John 12: 20-33 Veronica Lawson RSM

Today’s gospel tells us that among those who go up to Jerusalem to worship at the feast of Passover are some “Greeks”. The reference is probably to a group known in the early church as “God-fearers”, although that designation is found only in Luke’s second volume, the Acts of the Apostles. These people were, in relation to Judaism, a bit like RCIA candidates in the Catholic tradition. They were certainly interested in Judaism and, because of their active interest in the Jewish faith, were possibly better informed about many of the Jewish traditions than those who had been members of the Jewish community all their lives. God-fearers seem to have been among the first Gentiles (non-Jews) to join the early Christian Jewish movement, i.e. the Jews who accepted Jesus as Messiah (or Christ).

For Jesus, the arrival of these God-fearing Greeks signals his “hour”. Earlier in John’s gospel, Jesus has insisted that his “hour” had not yet come. Now that his message receives global acknowledgement, or in the words of the Pharisees, now that “the world has gone after him” (John 20:19), he can announce that the hour of his glorification has come. Characteristically, Jesus uses a potent agricultural image to capture the transformative nature of his imminent death: like the grain of wheat, he must go into the earth and die in order to bear fruit. The same is true for his followers: to be concerned only with self-preservation is to “lose” one’s life; to give one’s life is to “keep it for eternal life”.

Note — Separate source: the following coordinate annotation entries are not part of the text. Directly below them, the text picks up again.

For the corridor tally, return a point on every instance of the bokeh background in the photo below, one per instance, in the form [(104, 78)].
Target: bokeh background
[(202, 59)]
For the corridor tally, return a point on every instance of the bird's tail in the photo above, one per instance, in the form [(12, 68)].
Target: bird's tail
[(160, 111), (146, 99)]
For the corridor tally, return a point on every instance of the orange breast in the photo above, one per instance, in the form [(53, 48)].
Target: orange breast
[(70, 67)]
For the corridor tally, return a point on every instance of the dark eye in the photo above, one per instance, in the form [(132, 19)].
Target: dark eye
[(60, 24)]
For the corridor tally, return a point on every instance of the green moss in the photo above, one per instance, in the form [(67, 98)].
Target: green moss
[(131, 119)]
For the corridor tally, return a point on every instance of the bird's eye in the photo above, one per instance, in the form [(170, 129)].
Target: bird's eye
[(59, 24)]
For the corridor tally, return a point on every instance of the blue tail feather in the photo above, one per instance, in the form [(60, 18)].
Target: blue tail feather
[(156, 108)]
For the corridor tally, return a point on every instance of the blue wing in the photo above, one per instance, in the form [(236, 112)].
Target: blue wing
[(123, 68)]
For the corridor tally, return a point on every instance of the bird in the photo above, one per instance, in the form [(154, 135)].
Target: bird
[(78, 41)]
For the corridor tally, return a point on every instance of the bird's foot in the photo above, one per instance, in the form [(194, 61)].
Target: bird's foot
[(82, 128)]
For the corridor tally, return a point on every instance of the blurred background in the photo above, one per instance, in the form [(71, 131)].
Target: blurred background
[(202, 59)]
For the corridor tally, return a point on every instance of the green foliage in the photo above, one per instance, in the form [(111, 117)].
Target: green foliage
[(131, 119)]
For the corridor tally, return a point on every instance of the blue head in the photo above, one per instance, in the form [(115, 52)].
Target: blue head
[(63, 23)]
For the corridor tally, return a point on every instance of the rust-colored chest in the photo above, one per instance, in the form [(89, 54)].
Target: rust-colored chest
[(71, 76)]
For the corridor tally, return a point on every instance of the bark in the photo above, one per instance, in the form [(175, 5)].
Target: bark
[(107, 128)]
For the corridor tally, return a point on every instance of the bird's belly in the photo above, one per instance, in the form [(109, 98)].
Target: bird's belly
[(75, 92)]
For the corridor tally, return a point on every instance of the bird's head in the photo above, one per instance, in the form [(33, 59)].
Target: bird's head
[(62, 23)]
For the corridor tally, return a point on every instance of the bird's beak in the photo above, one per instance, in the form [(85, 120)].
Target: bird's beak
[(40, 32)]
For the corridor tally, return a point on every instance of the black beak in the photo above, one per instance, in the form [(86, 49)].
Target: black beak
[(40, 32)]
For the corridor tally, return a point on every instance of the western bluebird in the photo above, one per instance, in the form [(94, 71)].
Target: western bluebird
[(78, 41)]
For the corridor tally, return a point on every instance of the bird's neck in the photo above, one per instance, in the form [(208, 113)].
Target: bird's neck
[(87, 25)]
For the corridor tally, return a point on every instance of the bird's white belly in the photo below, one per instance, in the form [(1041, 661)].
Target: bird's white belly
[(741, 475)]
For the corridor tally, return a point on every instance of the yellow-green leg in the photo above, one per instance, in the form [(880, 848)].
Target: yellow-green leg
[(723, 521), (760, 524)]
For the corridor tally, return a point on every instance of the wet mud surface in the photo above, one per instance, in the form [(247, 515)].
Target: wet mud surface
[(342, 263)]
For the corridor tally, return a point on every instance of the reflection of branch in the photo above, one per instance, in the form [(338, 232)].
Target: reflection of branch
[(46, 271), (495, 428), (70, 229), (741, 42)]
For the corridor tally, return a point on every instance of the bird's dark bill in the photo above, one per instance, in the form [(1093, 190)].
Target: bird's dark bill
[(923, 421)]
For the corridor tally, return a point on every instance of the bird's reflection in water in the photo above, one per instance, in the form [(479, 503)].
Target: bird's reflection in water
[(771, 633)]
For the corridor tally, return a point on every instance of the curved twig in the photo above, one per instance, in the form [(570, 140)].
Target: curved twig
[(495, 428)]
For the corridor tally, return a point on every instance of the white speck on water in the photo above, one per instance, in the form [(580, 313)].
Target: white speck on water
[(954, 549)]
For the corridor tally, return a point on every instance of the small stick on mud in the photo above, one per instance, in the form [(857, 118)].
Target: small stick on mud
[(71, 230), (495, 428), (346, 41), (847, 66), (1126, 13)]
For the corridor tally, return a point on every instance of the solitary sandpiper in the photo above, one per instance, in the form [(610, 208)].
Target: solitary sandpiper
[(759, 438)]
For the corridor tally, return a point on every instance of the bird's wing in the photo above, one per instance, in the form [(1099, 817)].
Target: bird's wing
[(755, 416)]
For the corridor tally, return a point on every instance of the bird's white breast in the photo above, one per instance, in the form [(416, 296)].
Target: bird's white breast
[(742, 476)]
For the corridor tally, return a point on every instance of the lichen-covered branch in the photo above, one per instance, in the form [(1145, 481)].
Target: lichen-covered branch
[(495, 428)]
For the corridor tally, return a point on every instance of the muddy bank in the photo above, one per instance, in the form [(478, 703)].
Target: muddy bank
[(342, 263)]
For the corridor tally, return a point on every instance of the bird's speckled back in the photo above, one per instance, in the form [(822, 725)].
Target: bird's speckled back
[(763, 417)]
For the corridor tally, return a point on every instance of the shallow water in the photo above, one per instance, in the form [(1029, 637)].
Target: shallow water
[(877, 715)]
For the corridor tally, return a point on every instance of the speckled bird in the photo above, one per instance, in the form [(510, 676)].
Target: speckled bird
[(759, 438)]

 Although the language is more explicit in John, the grain of wheat image echoes some aspects of the first reading from the prophet Jeremiah (31:31-34). Jeremiah presents the God of Israel as One who forgives and who is even prepared to forget the sins of the past. The people will be God’s garden: the seed planted within them is God’s Law. They will be God’s own billboard: the law of forgiveness and mercy will be written in their hearts. John uses the “eternal life” metaphor in much the same way as the other gospel writers use the “reign of God” or “kin-dom” image. To keep one’s life for “eternal life” has to do with living God’s transformative vision for creation in the present so that it might one day be fully realised.

In John’s gospel, Jesus’ death is also his being lifted up in glory. The moment of his death becomes the moment of drawing “all” to himself. The “all” includes all people, but is not restricted to the human community. It also allows for an ecological interpretation: in his death and exaltation, Jesus gathers the whole Earth community into the mystery of God’s redemptive and transforming love.